Publications

Srivastava, AK; Thomas, A; Hooda, RK; Kanawade, VP; Hyvarinen, AP; Bisht, DS; Tiwari, S (2021). How secondary inorganic aerosols from Delhi influence aerosol optical and radiative properties at a downwind sub-urban site over Indo-Gangetic Basin?. ATMOSPHERIC ENVIRONMENT, 248, 118246.

Abstract
The particulate matters less than 10 mu m sizes (PM10) were measured at a highly polluted urban environment of Delhi, and simultaneously at a downwind semi-urban site, Gual Pahari, in the north-west Indo-Gangetic Basin (IGB).
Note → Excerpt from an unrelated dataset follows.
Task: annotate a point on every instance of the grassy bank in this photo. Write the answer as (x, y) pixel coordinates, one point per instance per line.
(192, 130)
The measurements were conducted during January-December 2008 to compare and contrast aerosol emissions, compositions and related optical and radiative properties for two different environments. While the total PM10 was about 30% lower at Gual Pahari as compared to Delhi, the total mass of water-soluble inorganic species (WSIs) was significantly enhanced (-23%) at Gual Pahari. Amongst WSIs, the major secondary inorganic species (SIs) were about 52% higher at Gual Pahari as compared to Delhi, with elevated levels in the postmonsoon/winter seasons. In contrast, the major crustal species were about 76% higher at Delhi as compared to Gual Pahari, with elevated levels in the summer/monsoon seasons. This indicates a strong inter-seasonal spatial variability in aerosol sources and compositions at these sites. Further, the simulations using aerosol optical model had resulted mean absorption coefficient (b(abs)) and single scattering albedo (SSA) higher by about 50% and lower by about 18%, respectively, at Delhi (b(abs), 147 +/- 63 M m(-1) and SSA, 0.65 +/- 0.12) as compared to Gual Pahari (b(abs), 73 +/- 26 M m(-1) and SSA, 0.79 +/- 0.07). This reveals relative abundance of absorbing particles at Delhi compared to Gual Pahari. As a result, the estimated mean atmospheric forcing was 91 +/- 23 W m(-2) at Delhi, which was-55% higher as compared to Gual Pahari. This is further corroborated with observed higher heating rate at Delhi (2.5 +/- 0.7 K day(-1)) as compared to Gual Pahari (1.1 +/- 0.4 K day(-1)). Our results highlight that diverse near-surface emissions together with atmospheric processing leads to strong inter-seasonal spatial heterogeneity in aerosol chemical, optical and radiative properties between the adjacent distinct sites. This has an important implication for a city-scale air pollution modeling.

DOI:
10.1016/j.atmosenv.2021.118246

ISSN:
1352-2310